While the birds are exciting and trying to comb the cover and find them is a challenge, it doesn’t work for me without a pooch. I am not a great trainer. I make lots of mistakes. I have never had the chance to work closely with an experienced trainer so all of my dogs have been “home grown.” But even a mediocre dog brings a new element of optimism and excitement to what could otherwise be a fairly dull hunt. They add another dimension to the chase.
My current cohort is a 9-year old English Springer Spaniel (field type, not one of the show dogs) named Lil. She is also known as: Lilbert, @!**#, fuzzy dog, furball, Lilienthal (ask my daughter about this one) . . . you get the idea. Prior to Lil we had another springer, an English pointer, a Brittany, an English setter and a beagle.

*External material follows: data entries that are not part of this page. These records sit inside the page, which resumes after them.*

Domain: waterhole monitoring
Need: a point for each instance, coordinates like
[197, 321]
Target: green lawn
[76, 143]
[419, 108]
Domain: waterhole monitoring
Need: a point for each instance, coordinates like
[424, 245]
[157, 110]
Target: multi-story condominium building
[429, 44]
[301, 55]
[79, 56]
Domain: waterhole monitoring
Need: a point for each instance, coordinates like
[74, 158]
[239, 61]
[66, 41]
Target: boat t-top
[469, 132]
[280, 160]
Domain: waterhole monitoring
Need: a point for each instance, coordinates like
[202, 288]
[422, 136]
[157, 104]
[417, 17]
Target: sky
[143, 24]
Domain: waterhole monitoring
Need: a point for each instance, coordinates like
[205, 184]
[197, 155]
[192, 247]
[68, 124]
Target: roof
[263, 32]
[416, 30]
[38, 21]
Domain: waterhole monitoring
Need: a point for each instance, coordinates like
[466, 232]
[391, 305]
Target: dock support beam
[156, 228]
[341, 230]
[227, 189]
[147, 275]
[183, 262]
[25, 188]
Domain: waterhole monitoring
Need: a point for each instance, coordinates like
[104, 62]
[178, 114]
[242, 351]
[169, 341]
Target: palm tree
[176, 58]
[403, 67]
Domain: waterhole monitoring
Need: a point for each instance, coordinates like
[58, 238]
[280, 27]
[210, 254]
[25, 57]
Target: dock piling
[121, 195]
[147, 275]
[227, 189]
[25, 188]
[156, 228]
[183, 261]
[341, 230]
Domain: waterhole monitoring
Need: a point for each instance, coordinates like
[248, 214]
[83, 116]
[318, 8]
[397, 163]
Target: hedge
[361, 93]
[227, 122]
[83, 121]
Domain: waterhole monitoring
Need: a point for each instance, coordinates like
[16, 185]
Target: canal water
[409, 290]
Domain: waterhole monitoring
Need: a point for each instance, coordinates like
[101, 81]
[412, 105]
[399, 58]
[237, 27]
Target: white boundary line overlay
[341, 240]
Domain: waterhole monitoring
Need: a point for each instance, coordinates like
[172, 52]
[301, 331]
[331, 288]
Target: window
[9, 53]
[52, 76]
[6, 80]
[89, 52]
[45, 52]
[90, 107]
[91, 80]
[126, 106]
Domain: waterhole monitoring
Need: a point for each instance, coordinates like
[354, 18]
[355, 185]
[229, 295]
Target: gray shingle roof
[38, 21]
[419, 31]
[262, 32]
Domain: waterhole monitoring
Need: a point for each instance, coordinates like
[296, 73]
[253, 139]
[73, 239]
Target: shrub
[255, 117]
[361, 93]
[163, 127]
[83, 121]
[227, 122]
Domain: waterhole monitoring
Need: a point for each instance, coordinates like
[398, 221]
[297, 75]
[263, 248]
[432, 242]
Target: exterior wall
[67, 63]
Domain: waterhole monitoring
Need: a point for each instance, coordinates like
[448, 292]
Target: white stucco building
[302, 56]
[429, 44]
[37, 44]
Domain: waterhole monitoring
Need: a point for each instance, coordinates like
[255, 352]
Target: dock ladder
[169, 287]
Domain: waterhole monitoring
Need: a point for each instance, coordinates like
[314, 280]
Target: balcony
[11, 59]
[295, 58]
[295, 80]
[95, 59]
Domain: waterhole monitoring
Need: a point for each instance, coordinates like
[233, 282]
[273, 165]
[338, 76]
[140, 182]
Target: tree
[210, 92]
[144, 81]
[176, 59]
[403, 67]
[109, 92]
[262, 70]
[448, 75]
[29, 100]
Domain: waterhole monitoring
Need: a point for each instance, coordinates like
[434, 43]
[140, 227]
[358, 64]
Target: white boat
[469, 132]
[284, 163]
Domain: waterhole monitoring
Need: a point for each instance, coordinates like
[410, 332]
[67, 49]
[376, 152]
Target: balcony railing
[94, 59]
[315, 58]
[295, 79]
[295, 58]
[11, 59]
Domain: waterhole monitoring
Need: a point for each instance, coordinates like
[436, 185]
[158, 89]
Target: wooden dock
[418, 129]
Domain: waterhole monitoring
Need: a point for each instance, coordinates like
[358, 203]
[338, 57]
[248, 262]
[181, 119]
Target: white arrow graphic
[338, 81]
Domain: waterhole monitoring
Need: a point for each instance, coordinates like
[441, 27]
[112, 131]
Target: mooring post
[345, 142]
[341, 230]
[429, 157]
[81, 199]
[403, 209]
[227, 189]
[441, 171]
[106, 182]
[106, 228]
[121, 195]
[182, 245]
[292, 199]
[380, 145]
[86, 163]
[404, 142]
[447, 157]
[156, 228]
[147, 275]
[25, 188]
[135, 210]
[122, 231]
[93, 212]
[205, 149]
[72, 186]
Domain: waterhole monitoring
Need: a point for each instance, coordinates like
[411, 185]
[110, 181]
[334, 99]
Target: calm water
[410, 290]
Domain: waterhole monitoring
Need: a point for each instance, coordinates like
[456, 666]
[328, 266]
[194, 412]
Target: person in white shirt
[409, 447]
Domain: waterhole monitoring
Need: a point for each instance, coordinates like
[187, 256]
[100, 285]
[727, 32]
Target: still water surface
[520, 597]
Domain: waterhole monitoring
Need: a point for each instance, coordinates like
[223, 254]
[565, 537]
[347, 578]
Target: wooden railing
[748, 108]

Lil is first and foremost a member of the family. She sleeps in the house, demands attention, will clown for treats and is ever vigilant against the chipmunks and moles that threaten our yard. She is a “soft” dog and her feelings can be hurt easily. However, when she catches sight of birds, any birds, she transforms into something else altogether.
Lil is birdy and a natural retriever. Without these two qualities, I would never have been able to get her to her current level of bird dogness. Springers are known for having “on” switches and Lil hits hers when you release her in the field. She is the picture of excitement, bouncing through cover, searching for scent, wagging her tail. She is driven to find something and her enthusiasm is contagious. That spark is what I enjoy and why I spend the time to make it happen.
We bought Lil in southern Iowa. I made the classic mistake of bringing the family along. We had waited a few years since the death of our first springer Teddy who was also a dearly loved family member. I had analyzed all of Teddy’s shortcomings and was ready to clinically pick the proper successor. The breeder had a few options to show us and we watched started dogs that quartered nicely, hupped on whistle, etc. The last dog was Lil. She came out of the barn and the breeder called her. She took one look at him, grabbed an empty sack of dog food that was twice her size and streaked off directly away from us. Daughter Sara instantly said, “That’s the one I want.”
Life with Lily is interesting. She wouldn’t eat meat for several years. She hates swimming—our previous springer would swim for hours behind a canoe. Her biggest joy in life is rolling in a fresh pile of cow manure or a carcass. I couldn’t get her to obey the most elementary obedience commands. I paid the breeder quite a bit of money to get her started and she learned absolutely nothing while she was there. Don’t pay for training if you can’t be directly involved in the process. Gradually, she has gotten me more or less on the same page with her. We are something of a team now and have had some great days in the field together. We’ve both learned a lot.